I too have tried to find something like that. I came up dry and found nothing. Well I just ended up buying anouther OEM bezel which was like $22 for me. Now the fun part. Were starting tomorrow on this for mine. No fiberglass is being used. Mine will be built for a turbo setup. I will be going with 4 pod gauges. One for boost, one for oil temp, one for air/fuel ratio, and one for a volt meter. Sometimes I really love working for a body shop so I can learn all kinds od crazy things to do. I'll post mine up when complete.


----------



## turbo200 (Aug 7, 2004)

That's an interesting mod. It's interesting that it increases torque, scientifically how is that so?? I wonder if you can use more than one for even a larger torque gain? Can anyone out there offer advice on this product? Has anyone actually purchased this?? (If you all can't tell I'm being a bit sarcastic)


----------



## B14_Stealth (Aug 14, 2003)

quick question with those who have gray color interior. 
I got myself a pod for the gaugues, it came in black , so i tried to paint it gray to match the trim pieces inside but the paint color is too light. Anybody knows a perfect paint to match the interior?


----------



## das280zx (Jul 17, 2003)

for the paint, I always use SEM interior paint, it is AMAZING! I got my bro. in law a gauge pod for his turbo diesel dodge. I didn't know what color grey to get either. I went to my local auto parts store and they had a color swatch sheet or whatever you call it, that I could take out to the truck and compare with the actual color. Found one that matches exactly, more or less.


----------



## B14_Stealth (Aug 14, 2003)

hmm i haven't seen SEM interior paint anywhere overhere. I guess i have to check PepBoys
or AutoZone


----------



## das280zx (Jul 17, 2003)

I doubt any national chain stores carry it, it is kind of a specialty product. I got it at an automotive paint shop. Check and see if there is anything like that where you live. The stuff is amazing, it bonds to the plastic really well. I have used it on an armrest in my zx that wasn't even the same color initially. After several thousand miles with my arm resting on it, it still hasn't rubbed off.


----------



## B14_Stealth (Aug 14, 2003)

wow that sounds like a realy good paint. 
Well i got myself a can of Duplicolor from walmart, its charcol gray, we'll see how its gonna end up.
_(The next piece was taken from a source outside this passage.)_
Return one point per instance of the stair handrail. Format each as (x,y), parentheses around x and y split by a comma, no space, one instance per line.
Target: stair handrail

I just need something close to the color, i didnt' want the pod black, or very bright gray cause it looks..too aftermarket if you know what i mean


----------



## pete? (Jul 6, 2004)

B14_Stealth said:


> wow that sounds like a realy good paint.
> Well i got myself a can of Duplicolor from walmart, its charcol gray, we'll see how its gonna end up. I just need something close to the color, i didnt' want the pod black, or very bright gray cause it looks..too aftermarket if you know what i mean


when u spray it use some adhesion promoter primerand use a green scotch bright pad to scuff it up. also if you go to a sherwin williams paint store look at the "fusion" krylon paint if you can find the same color i suggest that instead because it will cemicly "bond" to the plastic instead on just sit on top of it then you wont need primer :thumbup:







krylon fusion


----------



## xbrandonx (Mar 27, 2004)

there is someone on sr20 forums selling a grey one, which is why I opted out of it. My black one doesn't look too bad sitting on the tan interior. I havn't painted it because I'm afraid it wont match as well.


----------



## Rathi134 (Jul 11, 2003)

i bought black paint from autozone made to go on plastic, no chipping and it matches perfect


----------



## pete? (Jul 6, 2004)

Rathi134 said:


> i bought black paint from autozone made to go on plastic, no chipping and it matches perfect


same as fusion probly just duplicolor


----------



## B14_Stealth (Aug 14, 2003)

i primed mine few days ago, since i got the new paint .. charcol silver.. that was the only one i could find..well its darker than interior but brighter than black. So far it looks a lot better than black but its still wet.


----------